The most basic medical causes of dog aggression may seem obvious:
- Painful joints
- Injured muscles or limbs
- Sore or aching gums and teeth
- Upset stomach
- Loss of important senses, such as hearing, sight, or smell
- Hormonal complications, such as hypothyroidism, which may result in overly-protective behavior around food
In other cases, the health issue may be neurological. Several conditions can cause inflammation of a dog’s brain, which could create neurological difficulties. This change can make a dog more lethargic, but it can also cause the dog to become more anxious or aggressive.

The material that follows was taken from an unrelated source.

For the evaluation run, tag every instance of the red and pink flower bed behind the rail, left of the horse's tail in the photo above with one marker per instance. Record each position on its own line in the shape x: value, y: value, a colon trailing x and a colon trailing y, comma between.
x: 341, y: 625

Health conditions that may instigate neurological disorders, resulting in canine hostility, include:
- Head trauma or brain trauma
- Brain tumors
- Epilepsy, or any form of seizure
- Bacterial or viral encephalitis
- Hydrocephalus, which is most common in short-nosed breeds
- Cognitive Dysfunction Syndrome, which is frequently a result of age-related neurological degeneration
Unfortunately, dogs cannot tell their owners, “Ouch! I hurt my leg running up those stairs!” This is why it is so important to keep a close eye on canine health. Behavioral changes can occur for a long list of reasons. Many dogs simply feel increased anxiety during new experiences. If behavioral problems aren’t strictly medical, the best option is to work with a friendly and professional trainer.